Torna sotto i riflettori lo stato della vasca del parco”Giovanni Paolo II”, al centro di una nuova e dura presa di posizione del consigliere comunale Davide Soli, che insieme al direttivo del circolo cittadino del Pd “Pietro Assenza” punta il dito contro l’amministrazione Spadola.
“Assistiamo quotidianamente a una scena desolante, triste e vergognosa, che non è più possibile tollerare”, dichiara Soli. “La vasca del parco Giovanni Paolo II versa oggi in uno stato di totale abbandono, trascuratezza e inciviltà, e l’unica responsabile di questo scempio è l’Amministrazione Spadola. Parliamo di un’opera che è costata alla collettività ben 39.000,00 Euro di soldi pubblici per lavori di riqualificazione che, a quanto pare, sono serviti solo a fare propaganda”.
“Voglio ricordare a me stesso e a tutta la cittadinanza – continua il consigliere – le precise parole dell’allora assessore Carmelo Floriddia. Il 9 Gennaio scorso, a conclusione dei lavori, dichiarava trionfalmente: ‘Sono stati fatti anche degli interventi all’interno del fiume per dare sia un discorso di riossigenazione all’acqua e nello stesso tempo è stato attivato un filtraggio naturale per far sì che l’acqua sia sempre pulita e dare così ai pesci il giusto habitat che meritano'”.
“Successivamente, il 26 Febbraio 2026, a seguito di una mia nota di critica, lo stesso Assessore replicava a mezzo stampa promettendo soluzioni immediate: ‘A breve questa Amministrazione pubblicherà una manifestazione di interesse per l’affidamento della gestione della vasca, così da garantire una valorizzazione ancora più strutturata e continuativa’ e ancora, ‘A breve sarà in dotazione uno specifico strumento aspirafanghi, che consentirà la rimozione mirata dei sedimenti depositati sul fondo, migliorando ulteriormente le condizioni della vasca senza alterarne l’equilibrio naturale’“, prosegue Soli.
Il consigliere denuncia poi lo stato attuale dell’opera: “A distanza di ben 4 mesi da quegli annunci, qual è la realtà sotto gli occhi di tutti? Il nulla cosmico.
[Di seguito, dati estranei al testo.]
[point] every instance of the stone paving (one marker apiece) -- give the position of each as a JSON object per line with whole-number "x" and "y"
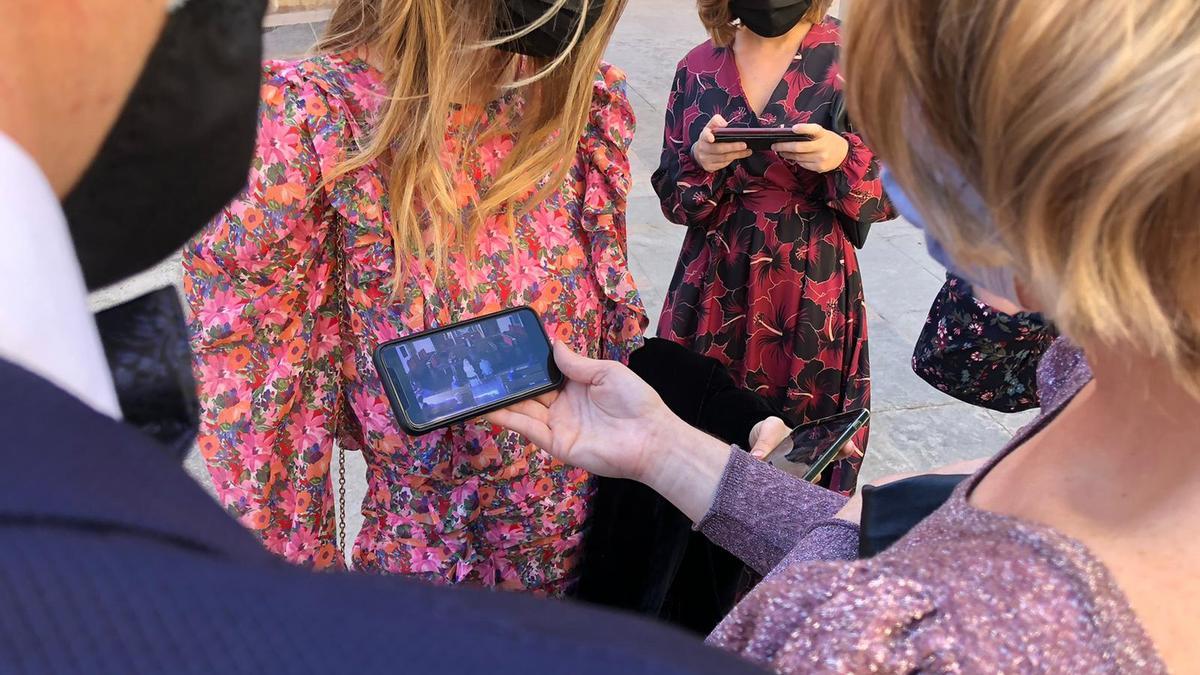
{"x": 915, "y": 426}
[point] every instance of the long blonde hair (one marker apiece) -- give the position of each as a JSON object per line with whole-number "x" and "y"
{"x": 1077, "y": 123}
{"x": 431, "y": 53}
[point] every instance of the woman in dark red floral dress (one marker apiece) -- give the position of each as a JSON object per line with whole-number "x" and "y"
{"x": 767, "y": 280}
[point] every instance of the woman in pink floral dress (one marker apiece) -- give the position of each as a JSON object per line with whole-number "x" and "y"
{"x": 297, "y": 282}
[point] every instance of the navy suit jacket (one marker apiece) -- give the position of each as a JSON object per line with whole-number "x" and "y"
{"x": 113, "y": 560}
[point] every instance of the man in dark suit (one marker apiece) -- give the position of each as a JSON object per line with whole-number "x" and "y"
{"x": 112, "y": 560}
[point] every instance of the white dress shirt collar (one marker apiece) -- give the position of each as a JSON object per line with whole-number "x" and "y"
{"x": 46, "y": 326}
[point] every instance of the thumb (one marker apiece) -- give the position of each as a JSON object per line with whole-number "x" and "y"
{"x": 576, "y": 368}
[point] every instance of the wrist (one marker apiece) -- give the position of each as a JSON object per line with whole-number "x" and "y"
{"x": 685, "y": 466}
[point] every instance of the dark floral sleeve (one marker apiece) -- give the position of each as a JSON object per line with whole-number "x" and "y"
{"x": 855, "y": 187}
{"x": 690, "y": 195}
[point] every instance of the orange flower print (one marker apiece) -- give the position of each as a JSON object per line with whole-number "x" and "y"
{"x": 486, "y": 496}
{"x": 286, "y": 193}
{"x": 273, "y": 95}
{"x": 238, "y": 359}
{"x": 315, "y": 107}
{"x": 552, "y": 292}
{"x": 563, "y": 332}
{"x": 292, "y": 288}
{"x": 325, "y": 556}
{"x": 208, "y": 446}
{"x": 252, "y": 219}
{"x": 257, "y": 519}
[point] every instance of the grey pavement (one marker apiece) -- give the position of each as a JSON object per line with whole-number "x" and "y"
{"x": 915, "y": 426}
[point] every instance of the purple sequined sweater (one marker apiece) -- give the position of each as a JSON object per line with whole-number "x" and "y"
{"x": 966, "y": 591}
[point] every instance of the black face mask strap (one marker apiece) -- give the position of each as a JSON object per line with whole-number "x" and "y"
{"x": 551, "y": 39}
{"x": 181, "y": 148}
{"x": 145, "y": 344}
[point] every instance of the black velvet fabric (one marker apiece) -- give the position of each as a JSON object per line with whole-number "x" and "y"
{"x": 641, "y": 553}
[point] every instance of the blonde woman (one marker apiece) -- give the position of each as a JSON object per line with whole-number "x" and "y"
{"x": 437, "y": 160}
{"x": 1051, "y": 151}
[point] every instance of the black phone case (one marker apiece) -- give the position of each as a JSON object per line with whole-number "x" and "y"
{"x": 762, "y": 141}
{"x": 394, "y": 400}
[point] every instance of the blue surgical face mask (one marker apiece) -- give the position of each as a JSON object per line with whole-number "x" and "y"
{"x": 996, "y": 280}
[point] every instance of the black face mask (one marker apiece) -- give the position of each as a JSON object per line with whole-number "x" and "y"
{"x": 769, "y": 18}
{"x": 550, "y": 39}
{"x": 181, "y": 148}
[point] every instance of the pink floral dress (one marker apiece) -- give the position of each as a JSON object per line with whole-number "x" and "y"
{"x": 291, "y": 291}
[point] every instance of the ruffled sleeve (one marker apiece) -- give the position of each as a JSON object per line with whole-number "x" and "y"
{"x": 262, "y": 285}
{"x": 605, "y": 147}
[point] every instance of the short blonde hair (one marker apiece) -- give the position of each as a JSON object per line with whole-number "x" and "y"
{"x": 1078, "y": 123}
{"x": 718, "y": 18}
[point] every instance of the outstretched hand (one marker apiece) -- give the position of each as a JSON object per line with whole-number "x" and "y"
{"x": 605, "y": 419}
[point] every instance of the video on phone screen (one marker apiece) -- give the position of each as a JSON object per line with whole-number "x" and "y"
{"x": 454, "y": 371}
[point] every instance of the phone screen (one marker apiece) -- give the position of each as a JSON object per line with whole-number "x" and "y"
{"x": 460, "y": 371}
{"x": 810, "y": 448}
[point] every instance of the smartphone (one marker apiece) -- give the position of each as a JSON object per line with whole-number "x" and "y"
{"x": 461, "y": 371}
{"x": 759, "y": 138}
{"x": 810, "y": 448}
Il quadro è alquanto sconcertante: la fontana e il relativo ruscello non sono attivi; l’acqua, giorno dopo giorno, diventa sempre più torbida, sporca e manda esalazioni e odori nauseanti; il fantomatico ‘filtraggio naturale’ si è rivelato una colossale presa in giro ai danni dei rosolinesi, dato che l’acqua è visibilmente stagnante e putrida; dello specifico strumento aspirafanghi non vi è alcuna traccia; nessuna manifestazione di interesse per l’affidamento e la gestione è mai stata pubblicata”.
“Siamo di fronte a una manifesta incapacità amministrativa. I cittadini sono stati letteralmente derisi con promesse che si sono rivelate vane e prive di fondamento”, afferma il consigliere PD. “D’altronde, non c’è metafora più calzante di questa: l’Amministrazione Spadola è esattamente come la vasca “Giovanni Paolo II”. Anche lei, sulla carta, doveva “riossigenare” la città con nuove energie e “filtrare naturalmente” i problemi di Rosolini; nella realtà, dopo anni di immobilismo, ristagna su se stessa, produce solo cattivi odori politici e, come i pesci promessi all’assessore Floriddia, i cittadini restano a boccheggiare in un’acqua sempre più torbida”.
E conclude: “Come consigliere comunale del PD, insieme a tutto il direttivo del circolo “Pietro Assenza”, esprimo la più profonda indignazione di fronte a questo scempio. Al contempo, sento il dovere di chiedere scusa a tutti i cittadini di Rosolini, dai più piccoli ai più grandi, se questa Amministrazione non riesce, dopo 4 mesi e dopo aver speso decine di migliaia di euro, a mantenere decoroso un luogo che doveva essere un fiore all’occhiello della nostra città. Quello che doveva essere uno spazio di aggregazione e bellezza è stato trasformato dall’Amministrazione Spadola in un motivo di imbarazzo, indignazione e rassegnazione per ciascun cittadino di Rosolini”.